A: My recommendations for the future of healthy building design are simple, we are ultimately creating buildings for people, so ensure that you have a well developed wellbeing design strategy that puts occupant wellbeing at the heart of all design decisions and material choices. When you are inevitably faced with value engineering on a scheme refocus the notion of value away from short term monetary cash savings during construction and place the emphasis on recognising the commercial value of maintaining focus on occupant wellbeing, faster recovery times, improved learning, increased productivity and reduced absenteeism being but a few of the many long term advantages of valuing natural materials and a design strategy centered around occupant wellbeing. And finally always choose natural materials and natural light over synthetic alternatives because the hidden physical and mental health costs that continue to come to light vastly outweigh the perceived economic saving.

The benefits of what I have discussed go beyond healthcare design, there is a quiet but growing revolution afoot in the UK construction sector around wellbeing and healthy building design that will have lasting implications for all parties within the construction supply chain. This movement has to date largely been driven from the bottom up by many construction professionals, myself included but the ground swell is evident and larger companies and collectives are beginning to engage.

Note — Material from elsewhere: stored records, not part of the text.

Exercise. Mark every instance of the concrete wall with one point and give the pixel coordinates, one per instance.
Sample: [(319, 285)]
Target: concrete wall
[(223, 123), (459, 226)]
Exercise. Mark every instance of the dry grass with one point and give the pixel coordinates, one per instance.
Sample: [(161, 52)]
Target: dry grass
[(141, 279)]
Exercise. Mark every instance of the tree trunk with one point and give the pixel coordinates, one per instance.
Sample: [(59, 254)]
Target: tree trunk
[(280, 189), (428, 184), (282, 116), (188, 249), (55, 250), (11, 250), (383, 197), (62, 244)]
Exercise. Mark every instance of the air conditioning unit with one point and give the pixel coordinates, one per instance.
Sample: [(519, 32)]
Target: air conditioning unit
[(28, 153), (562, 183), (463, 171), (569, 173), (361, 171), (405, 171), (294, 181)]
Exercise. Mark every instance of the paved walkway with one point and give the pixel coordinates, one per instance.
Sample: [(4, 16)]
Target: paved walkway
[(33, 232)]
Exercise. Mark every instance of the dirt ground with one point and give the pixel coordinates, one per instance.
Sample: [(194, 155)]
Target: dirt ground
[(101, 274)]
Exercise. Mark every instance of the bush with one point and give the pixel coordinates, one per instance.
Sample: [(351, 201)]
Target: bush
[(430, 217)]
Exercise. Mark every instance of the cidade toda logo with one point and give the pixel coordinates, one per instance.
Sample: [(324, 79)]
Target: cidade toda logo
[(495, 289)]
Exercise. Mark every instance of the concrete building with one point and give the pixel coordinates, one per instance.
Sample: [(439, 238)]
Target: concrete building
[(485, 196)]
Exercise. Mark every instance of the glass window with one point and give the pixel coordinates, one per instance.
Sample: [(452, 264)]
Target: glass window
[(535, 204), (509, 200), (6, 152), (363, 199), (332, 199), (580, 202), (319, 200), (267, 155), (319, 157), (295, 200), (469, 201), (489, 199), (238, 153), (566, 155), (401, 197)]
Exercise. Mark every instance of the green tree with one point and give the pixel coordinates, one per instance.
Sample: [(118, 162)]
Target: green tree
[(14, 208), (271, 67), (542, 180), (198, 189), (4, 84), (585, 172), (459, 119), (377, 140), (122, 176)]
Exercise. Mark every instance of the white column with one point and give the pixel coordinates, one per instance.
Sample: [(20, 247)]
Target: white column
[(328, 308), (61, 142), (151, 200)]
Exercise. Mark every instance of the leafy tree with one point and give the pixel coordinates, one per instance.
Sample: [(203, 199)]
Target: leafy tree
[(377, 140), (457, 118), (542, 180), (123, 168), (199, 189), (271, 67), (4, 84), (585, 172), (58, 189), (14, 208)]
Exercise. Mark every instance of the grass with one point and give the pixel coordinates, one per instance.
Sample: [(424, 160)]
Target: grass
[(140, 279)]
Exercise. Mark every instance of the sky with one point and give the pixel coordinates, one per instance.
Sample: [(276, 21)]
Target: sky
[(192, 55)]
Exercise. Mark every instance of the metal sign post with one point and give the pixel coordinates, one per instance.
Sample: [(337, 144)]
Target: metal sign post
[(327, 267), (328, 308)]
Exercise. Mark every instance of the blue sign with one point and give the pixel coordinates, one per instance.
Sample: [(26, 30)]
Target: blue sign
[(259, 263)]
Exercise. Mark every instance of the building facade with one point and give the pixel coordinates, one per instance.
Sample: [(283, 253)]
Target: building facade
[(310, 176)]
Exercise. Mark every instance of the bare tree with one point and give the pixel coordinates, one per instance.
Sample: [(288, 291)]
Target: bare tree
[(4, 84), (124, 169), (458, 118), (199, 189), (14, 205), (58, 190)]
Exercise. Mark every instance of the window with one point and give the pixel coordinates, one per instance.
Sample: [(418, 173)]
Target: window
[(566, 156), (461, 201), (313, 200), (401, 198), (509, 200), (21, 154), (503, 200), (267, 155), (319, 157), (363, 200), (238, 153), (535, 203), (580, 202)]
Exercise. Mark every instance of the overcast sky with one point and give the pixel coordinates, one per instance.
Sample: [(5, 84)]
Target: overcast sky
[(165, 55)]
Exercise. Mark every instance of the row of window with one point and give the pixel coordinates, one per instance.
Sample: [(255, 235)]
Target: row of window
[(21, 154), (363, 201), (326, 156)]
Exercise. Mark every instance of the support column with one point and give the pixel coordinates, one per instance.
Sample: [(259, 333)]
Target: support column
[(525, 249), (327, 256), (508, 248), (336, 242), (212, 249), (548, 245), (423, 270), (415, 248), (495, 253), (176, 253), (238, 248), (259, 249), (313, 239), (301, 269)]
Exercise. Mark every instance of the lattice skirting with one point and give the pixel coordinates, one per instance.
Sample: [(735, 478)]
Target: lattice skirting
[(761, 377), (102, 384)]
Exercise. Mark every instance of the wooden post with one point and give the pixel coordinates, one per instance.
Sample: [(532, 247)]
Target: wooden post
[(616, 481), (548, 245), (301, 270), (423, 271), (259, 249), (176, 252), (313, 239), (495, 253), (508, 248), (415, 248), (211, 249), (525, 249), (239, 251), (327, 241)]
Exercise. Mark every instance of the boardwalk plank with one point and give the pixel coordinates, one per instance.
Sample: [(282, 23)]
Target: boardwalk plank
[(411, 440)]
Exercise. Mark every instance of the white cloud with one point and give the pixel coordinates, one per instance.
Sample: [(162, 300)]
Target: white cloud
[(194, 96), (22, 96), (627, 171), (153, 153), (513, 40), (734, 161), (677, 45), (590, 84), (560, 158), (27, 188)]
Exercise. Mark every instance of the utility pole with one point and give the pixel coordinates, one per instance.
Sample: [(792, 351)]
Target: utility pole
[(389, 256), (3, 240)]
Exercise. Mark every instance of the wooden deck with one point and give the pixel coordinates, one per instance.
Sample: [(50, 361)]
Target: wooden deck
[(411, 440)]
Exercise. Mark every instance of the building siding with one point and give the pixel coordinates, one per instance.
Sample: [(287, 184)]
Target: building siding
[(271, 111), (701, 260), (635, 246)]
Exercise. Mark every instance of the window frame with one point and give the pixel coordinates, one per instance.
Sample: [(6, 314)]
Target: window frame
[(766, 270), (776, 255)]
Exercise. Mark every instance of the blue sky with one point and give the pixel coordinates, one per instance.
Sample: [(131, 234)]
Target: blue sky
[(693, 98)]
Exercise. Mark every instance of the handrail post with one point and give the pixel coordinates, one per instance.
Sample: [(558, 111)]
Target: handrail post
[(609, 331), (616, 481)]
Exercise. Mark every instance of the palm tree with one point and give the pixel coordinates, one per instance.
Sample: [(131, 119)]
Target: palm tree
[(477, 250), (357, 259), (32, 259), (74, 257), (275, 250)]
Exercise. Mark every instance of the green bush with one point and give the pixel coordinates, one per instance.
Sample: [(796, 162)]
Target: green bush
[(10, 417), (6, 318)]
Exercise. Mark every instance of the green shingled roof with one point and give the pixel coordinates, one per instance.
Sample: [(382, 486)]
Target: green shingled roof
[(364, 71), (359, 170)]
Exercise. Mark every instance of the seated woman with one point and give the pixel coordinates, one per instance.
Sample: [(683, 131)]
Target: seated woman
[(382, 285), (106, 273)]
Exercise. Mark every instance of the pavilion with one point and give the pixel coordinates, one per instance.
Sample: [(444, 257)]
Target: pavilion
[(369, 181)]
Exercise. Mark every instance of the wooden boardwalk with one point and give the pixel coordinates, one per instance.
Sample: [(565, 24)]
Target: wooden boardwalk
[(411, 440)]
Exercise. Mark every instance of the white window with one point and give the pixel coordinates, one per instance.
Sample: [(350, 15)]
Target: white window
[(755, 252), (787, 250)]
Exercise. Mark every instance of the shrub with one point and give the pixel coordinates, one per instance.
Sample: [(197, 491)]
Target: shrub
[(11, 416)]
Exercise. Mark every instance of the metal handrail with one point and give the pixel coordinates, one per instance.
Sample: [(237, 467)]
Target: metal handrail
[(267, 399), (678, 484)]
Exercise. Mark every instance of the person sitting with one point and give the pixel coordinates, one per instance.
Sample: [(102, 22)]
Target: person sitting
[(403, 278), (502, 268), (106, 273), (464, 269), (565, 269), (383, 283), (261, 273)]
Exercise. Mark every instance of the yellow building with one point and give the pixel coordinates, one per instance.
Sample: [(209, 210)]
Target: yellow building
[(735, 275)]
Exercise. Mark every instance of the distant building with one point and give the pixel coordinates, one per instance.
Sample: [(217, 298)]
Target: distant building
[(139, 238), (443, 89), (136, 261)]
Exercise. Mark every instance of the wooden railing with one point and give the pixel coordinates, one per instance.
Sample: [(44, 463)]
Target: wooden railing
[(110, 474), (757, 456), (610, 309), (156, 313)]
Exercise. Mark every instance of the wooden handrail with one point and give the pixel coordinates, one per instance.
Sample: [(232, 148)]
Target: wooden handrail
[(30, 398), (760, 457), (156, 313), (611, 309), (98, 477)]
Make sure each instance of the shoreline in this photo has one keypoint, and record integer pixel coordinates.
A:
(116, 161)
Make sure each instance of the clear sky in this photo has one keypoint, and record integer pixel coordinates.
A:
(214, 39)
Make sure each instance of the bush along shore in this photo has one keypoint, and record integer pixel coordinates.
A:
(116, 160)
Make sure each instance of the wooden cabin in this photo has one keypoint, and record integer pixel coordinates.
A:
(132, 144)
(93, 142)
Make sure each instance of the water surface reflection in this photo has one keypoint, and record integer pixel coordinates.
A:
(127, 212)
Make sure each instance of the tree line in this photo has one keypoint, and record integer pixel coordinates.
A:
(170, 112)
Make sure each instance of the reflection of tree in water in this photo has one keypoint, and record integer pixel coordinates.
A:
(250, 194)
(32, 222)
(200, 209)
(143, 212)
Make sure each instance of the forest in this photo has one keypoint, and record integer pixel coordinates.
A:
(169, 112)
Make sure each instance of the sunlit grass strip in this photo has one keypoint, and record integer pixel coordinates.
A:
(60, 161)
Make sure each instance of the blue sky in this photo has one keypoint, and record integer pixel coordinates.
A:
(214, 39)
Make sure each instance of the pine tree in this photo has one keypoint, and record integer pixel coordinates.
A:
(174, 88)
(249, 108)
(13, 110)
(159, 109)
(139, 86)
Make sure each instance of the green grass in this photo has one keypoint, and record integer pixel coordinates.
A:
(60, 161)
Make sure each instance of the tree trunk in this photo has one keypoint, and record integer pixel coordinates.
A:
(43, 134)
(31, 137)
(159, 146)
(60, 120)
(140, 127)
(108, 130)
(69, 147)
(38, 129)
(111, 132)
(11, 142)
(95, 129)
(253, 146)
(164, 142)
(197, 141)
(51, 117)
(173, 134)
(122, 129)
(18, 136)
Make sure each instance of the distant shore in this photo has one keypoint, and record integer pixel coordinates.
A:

The next big area for improvement will be in residential design. In collaboration with international architects Ryder Architecture we have already convened a formidable alliance of interdisciplinary multinational design and construction businesses to start an international project to reimagine residential design and planning that I will introduce at the Velux Healthy Buildings conference in Brussels this September. Our project will propose a new off site construction mass housetype and design guidelines, focussed entirely on occupant wellbeing with the intention of informing future UK housing policy. 

  • Dr Oliver G.F Jones is the Architecture Programme Leader at Northumbria University, UK. His research and consultancy expertise lie in developing wellbeing measurement metrics and wellbeing design strategies. He is a vocal and active ambassador for research and innovation across the UK construction sector and a member of Historic England's Expert Advisory Group. He also has a self confessed life long passion for trees, forests and all things made from wood.